Knowing me, I've probably read about this on the litblogosphere somewhere and forgotten all about it, but I did enjoy reading "How to start a crime list" in the Bookseller (13 April issue). A slight aside, my reading of Booksellers and Publishers Weeklies is like a nerve impulse: in quantal packets. We subscribe at work, but distribution through the office is erratic. Therefore you don't see a copy of either for weeks, then get six at once. Hence I am only just reading the 13 April issue on 15 May.
The above-mentioned article is an interview of Anthony Cheetham by Liz Bury. Mr Cheetham, who had helped to build up the very good Orion crime list, turns out to be the driving force behind the relatively new Quercus imprint, which has just won the Plus "new business of the year" award and is perhaps better known to you as publisher of The Tenderness of Wolves by Stef Penney, the overall Costa (formerly Whitbread) book prize winner this year.

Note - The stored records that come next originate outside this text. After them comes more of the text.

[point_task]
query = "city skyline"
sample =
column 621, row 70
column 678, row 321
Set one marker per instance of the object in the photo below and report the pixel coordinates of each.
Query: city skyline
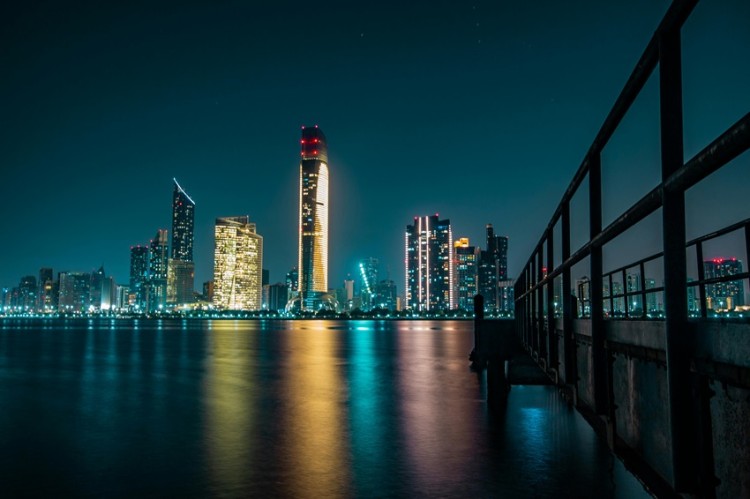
column 125, row 119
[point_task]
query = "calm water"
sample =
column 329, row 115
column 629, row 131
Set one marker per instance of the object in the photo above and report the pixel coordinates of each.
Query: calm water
column 276, row 408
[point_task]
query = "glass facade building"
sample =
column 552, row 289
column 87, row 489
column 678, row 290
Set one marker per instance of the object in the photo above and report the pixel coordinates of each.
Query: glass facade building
column 313, row 219
column 238, row 264
column 429, row 265
column 180, row 280
column 157, row 271
column 465, row 266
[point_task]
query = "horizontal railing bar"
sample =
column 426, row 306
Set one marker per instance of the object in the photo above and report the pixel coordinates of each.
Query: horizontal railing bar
column 675, row 17
column 707, row 161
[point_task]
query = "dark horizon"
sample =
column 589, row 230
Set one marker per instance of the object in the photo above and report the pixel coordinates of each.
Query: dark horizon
column 479, row 113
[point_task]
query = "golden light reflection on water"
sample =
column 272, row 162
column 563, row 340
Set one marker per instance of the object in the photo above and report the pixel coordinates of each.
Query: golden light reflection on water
column 436, row 429
column 230, row 411
column 317, row 426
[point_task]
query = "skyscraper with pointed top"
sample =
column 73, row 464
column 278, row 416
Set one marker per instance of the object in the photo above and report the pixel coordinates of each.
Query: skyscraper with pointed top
column 313, row 218
column 181, row 269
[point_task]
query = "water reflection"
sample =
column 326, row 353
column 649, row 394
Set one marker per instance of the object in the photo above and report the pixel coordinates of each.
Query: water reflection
column 275, row 408
column 230, row 409
column 316, row 430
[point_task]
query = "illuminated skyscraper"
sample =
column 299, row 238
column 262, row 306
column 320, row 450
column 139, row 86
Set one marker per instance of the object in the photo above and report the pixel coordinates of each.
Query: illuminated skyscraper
column 313, row 218
column 74, row 292
column 238, row 264
column 492, row 269
column 429, row 265
column 368, row 279
column 465, row 266
column 47, row 296
column 181, row 271
column 157, row 271
column 139, row 275
column 724, row 295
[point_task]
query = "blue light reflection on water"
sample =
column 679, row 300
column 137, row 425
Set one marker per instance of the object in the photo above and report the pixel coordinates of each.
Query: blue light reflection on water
column 301, row 408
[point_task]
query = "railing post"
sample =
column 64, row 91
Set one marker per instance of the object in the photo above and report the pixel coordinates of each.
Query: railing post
column 642, row 280
column 598, row 352
column 701, row 278
column 551, row 330
column 683, row 424
column 567, row 300
column 540, row 307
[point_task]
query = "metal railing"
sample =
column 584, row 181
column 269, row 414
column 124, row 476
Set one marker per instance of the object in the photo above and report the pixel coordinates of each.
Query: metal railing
column 535, row 287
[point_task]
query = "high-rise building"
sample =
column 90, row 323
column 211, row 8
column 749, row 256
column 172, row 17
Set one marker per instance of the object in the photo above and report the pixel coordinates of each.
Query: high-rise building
column 46, row 296
column 492, row 269
column 180, row 268
column 121, row 298
column 96, row 287
column 292, row 281
column 505, row 295
column 501, row 243
column 313, row 218
column 208, row 291
column 101, row 290
column 465, row 266
column 27, row 290
column 139, row 276
column 157, row 271
column 429, row 264
column 74, row 292
column 238, row 264
column 368, row 279
column 724, row 295
column 583, row 295
column 386, row 295
column 275, row 297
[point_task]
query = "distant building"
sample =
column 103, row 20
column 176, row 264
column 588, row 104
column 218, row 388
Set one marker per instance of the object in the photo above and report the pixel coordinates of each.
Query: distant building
column 121, row 298
column 275, row 297
column 724, row 296
column 208, row 291
column 238, row 261
column 75, row 292
column 47, row 291
column 368, row 279
column 292, row 282
column 181, row 269
column 347, row 300
column 139, row 276
column 101, row 290
column 492, row 269
column 583, row 294
column 465, row 266
column 429, row 264
column 158, row 262
column 27, row 290
column 386, row 295
column 506, row 298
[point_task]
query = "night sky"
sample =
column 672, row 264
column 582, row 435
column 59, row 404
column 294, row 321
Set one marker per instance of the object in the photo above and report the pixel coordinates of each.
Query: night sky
column 479, row 111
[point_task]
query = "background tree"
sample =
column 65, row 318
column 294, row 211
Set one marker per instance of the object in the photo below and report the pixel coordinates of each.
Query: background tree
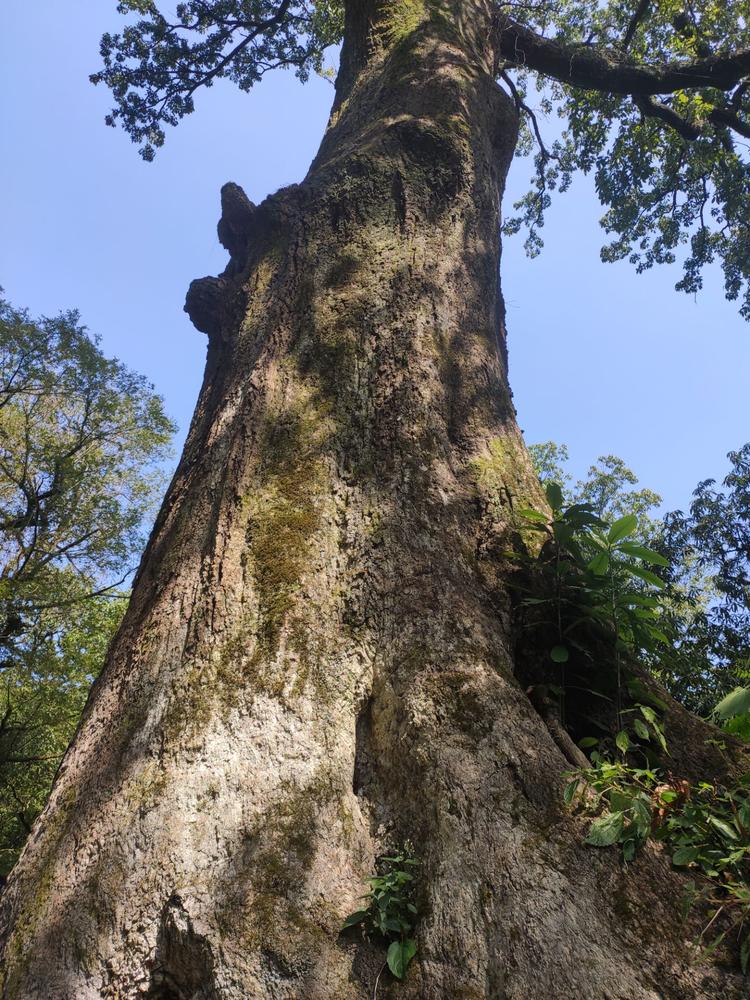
column 319, row 658
column 704, row 610
column 82, row 446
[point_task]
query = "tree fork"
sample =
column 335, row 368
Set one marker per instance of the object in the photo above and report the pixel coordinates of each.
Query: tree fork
column 318, row 658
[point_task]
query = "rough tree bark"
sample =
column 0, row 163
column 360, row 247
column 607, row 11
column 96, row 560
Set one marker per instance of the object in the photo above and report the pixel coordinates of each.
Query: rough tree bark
column 319, row 653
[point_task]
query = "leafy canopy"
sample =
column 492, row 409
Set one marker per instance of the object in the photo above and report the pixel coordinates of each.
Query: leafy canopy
column 82, row 440
column 654, row 98
column 704, row 611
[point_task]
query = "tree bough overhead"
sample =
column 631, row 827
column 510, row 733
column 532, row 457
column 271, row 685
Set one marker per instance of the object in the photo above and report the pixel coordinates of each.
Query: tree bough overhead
column 320, row 658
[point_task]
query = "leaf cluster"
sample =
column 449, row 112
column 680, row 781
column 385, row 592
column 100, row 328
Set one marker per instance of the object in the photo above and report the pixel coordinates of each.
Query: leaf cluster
column 672, row 171
column 705, row 827
column 155, row 65
column 390, row 911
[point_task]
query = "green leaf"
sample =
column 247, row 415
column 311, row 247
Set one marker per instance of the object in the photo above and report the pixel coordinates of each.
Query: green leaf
column 645, row 575
column 400, row 953
column 588, row 741
column 685, row 856
column 570, row 790
column 745, row 953
column 723, row 828
column 737, row 702
column 533, row 515
column 354, row 918
column 622, row 527
column 641, row 552
column 606, row 830
column 641, row 730
column 554, row 495
column 599, row 564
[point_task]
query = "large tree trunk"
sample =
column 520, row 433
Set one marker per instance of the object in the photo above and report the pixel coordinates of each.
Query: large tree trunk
column 318, row 658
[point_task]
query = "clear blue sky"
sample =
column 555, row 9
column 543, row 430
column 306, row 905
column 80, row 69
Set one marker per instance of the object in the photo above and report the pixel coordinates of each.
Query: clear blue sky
column 601, row 359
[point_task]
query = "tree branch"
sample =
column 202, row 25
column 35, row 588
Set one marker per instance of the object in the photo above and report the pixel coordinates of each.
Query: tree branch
column 606, row 69
column 655, row 109
column 638, row 15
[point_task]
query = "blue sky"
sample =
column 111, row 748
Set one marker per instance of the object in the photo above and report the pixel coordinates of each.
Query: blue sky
column 602, row 359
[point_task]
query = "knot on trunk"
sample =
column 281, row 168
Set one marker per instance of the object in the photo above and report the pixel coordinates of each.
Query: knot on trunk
column 237, row 219
column 203, row 304
column 183, row 967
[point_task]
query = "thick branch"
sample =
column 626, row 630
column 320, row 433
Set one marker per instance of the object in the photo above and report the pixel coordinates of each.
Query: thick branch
column 593, row 68
column 655, row 109
column 638, row 15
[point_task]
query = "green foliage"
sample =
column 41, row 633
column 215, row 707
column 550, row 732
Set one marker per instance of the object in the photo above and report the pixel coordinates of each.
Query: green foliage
column 590, row 583
column 81, row 439
column 704, row 611
column 390, row 911
column 157, row 63
column 672, row 171
column 708, row 547
column 668, row 168
column 704, row 827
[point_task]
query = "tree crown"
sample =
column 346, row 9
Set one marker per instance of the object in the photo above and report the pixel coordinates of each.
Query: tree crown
column 653, row 98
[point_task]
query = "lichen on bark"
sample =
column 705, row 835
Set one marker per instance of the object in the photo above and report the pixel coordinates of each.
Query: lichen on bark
column 319, row 656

The first book published by Quercus was Red Leaves by Thomas H. Cook, which I reviewed the other day. Quercus are presumably smart at marketing as I bought that book when it was first published because it was Amazon's then "deal of the week". Soon after publishing that, Mr Cheetham read the manuscript of Bad Debts by Peter Temple, which he snapped up cheap as it had been turned down in the past. With these two books, he felt he had the makings of a list. He likes crime fiction not only because 11 of the 50 current UK bestsellers are crime fiction titles, but because "It's a method of armchair travel, where you get a real sense of the place they're set in".

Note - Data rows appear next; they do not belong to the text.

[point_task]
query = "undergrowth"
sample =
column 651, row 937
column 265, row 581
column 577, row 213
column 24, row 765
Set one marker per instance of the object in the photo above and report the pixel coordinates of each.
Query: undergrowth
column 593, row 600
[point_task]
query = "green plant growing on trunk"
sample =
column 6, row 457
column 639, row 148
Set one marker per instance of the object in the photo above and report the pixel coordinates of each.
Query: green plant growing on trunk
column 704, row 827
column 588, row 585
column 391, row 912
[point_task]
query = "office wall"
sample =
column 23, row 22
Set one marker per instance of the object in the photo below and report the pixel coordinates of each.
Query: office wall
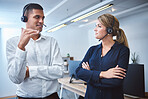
column 135, row 27
column 73, row 41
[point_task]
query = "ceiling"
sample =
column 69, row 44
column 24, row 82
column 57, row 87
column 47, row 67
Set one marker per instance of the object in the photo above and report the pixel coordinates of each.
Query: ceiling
column 56, row 11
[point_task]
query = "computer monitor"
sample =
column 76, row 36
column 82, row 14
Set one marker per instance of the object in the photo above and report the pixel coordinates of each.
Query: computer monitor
column 134, row 81
column 72, row 66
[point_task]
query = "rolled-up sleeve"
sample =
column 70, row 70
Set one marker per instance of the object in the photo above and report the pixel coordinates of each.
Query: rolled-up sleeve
column 16, row 62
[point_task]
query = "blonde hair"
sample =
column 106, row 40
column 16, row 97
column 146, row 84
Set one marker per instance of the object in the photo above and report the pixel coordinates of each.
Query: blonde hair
column 107, row 21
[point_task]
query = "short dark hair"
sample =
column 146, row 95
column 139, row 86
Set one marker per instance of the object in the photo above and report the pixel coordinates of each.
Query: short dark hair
column 29, row 7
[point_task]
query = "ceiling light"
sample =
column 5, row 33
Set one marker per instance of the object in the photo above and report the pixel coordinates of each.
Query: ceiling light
column 56, row 28
column 91, row 13
column 88, row 12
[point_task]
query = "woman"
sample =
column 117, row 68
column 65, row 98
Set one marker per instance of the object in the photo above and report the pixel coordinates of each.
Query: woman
column 104, row 65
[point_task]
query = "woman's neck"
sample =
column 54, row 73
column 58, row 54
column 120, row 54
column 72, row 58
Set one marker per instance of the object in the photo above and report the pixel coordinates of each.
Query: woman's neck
column 108, row 42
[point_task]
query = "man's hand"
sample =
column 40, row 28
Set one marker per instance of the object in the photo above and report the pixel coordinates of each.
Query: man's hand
column 27, row 73
column 116, row 72
column 85, row 65
column 26, row 34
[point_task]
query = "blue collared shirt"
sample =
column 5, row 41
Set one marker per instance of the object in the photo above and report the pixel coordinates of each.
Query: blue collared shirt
column 103, row 88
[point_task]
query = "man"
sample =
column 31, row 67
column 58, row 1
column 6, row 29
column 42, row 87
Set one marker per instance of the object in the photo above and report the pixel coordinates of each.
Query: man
column 34, row 60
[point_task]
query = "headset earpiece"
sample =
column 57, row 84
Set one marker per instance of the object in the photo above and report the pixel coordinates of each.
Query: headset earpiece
column 24, row 18
column 110, row 29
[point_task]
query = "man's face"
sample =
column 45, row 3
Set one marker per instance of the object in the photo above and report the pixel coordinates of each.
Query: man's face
column 35, row 20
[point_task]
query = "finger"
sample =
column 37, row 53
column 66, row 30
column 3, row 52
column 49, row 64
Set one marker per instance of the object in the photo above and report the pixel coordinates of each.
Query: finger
column 32, row 31
column 119, row 71
column 118, row 77
column 117, row 66
column 119, row 74
column 87, row 64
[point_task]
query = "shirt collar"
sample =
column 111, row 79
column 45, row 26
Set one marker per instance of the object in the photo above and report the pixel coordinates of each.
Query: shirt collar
column 115, row 45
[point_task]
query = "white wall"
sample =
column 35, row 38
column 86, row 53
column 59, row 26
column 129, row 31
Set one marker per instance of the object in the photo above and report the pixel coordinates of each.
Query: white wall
column 76, row 41
column 7, row 88
column 73, row 41
column 135, row 27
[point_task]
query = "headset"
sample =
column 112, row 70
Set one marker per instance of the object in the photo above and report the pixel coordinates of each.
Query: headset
column 109, row 30
column 24, row 18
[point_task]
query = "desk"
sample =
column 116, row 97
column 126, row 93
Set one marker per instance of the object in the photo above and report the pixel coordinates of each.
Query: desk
column 77, row 86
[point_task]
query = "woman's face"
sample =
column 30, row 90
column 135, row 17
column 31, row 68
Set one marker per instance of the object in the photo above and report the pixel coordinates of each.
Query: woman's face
column 100, row 30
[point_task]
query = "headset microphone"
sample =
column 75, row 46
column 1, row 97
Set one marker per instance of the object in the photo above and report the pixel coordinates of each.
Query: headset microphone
column 44, row 25
column 103, row 37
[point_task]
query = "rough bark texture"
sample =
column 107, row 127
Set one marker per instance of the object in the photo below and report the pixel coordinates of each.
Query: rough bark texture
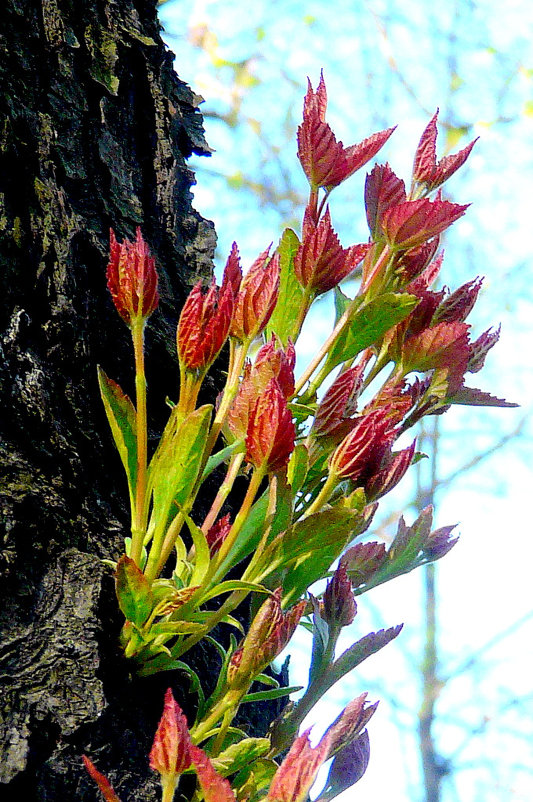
column 95, row 128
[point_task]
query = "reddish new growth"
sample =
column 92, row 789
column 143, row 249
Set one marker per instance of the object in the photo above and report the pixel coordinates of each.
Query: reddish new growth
column 297, row 773
column 325, row 161
column 321, row 262
column 271, row 432
column 204, row 325
column 132, row 278
column 256, row 298
column 426, row 170
column 170, row 750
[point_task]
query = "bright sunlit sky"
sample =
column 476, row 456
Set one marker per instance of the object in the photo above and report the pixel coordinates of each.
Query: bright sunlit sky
column 392, row 62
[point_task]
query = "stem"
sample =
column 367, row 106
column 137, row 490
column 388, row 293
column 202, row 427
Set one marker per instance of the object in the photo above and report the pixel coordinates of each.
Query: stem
column 240, row 519
column 238, row 355
column 160, row 552
column 223, row 491
column 229, row 605
column 383, row 258
column 169, row 783
column 313, row 365
column 323, row 496
column 271, row 509
column 139, row 518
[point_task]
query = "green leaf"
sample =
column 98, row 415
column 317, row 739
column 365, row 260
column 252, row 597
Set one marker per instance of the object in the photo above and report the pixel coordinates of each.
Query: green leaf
column 122, row 419
column 221, row 456
column 264, row 679
column 297, row 468
column 175, row 465
column 273, row 693
column 230, row 585
column 469, row 396
column 135, row 597
column 304, row 553
column 257, row 776
column 240, row 754
column 175, row 628
column 342, row 302
column 369, row 323
column 284, row 320
column 202, row 558
column 354, row 655
column 320, row 642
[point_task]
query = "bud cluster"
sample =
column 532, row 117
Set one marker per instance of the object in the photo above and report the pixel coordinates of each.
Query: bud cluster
column 314, row 454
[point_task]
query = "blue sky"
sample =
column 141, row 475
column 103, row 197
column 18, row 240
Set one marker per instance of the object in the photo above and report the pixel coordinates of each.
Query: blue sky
column 385, row 63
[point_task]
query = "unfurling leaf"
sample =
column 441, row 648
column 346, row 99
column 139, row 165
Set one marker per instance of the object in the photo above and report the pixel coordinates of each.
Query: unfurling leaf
column 175, row 465
column 369, row 324
column 135, row 597
column 101, row 781
column 284, row 320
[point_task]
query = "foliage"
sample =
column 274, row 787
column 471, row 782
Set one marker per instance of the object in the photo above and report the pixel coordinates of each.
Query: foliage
column 316, row 460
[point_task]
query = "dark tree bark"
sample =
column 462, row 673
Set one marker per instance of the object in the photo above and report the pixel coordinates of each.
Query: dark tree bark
column 95, row 129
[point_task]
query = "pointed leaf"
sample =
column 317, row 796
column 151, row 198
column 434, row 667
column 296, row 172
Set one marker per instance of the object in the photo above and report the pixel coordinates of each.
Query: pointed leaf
column 469, row 396
column 355, row 654
column 230, row 585
column 221, row 456
column 369, row 324
column 122, row 419
column 176, row 463
column 135, row 597
column 102, row 782
column 284, row 320
column 240, row 754
column 273, row 693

Other books published or to be published by Quercus, by 21 new and established writers, include The Shadow Maker Walker by Michael Waters (featuring Mr Negrui, the head of the serious crime squad in Ulan Bator), The Butcher's Boy by Thomas Perry, Diamond Dove by Adrian Hyland (set in the Outback with a half-Aboriginal hero), and The Coroner's Lunch (about the "charming" 72-year-old chief coroner of 1970s Laos). Maybe Peter of Detectives Beyond Borders should consider recommending his latest, as-yet untranslated Croatian discoveries to Mr Cheetham.
What Anthony Cheetham looks for in a manuscript: sophisticated prose, with excitement and colour; an interesting setting, graphically portrayed; a central character with charm and appeal; a gripping mystery or crime; forensic stories for readers with a crime-lab fascination; and detailed procedural work that reveals life in a cop shop. That's all, sounds easy enough.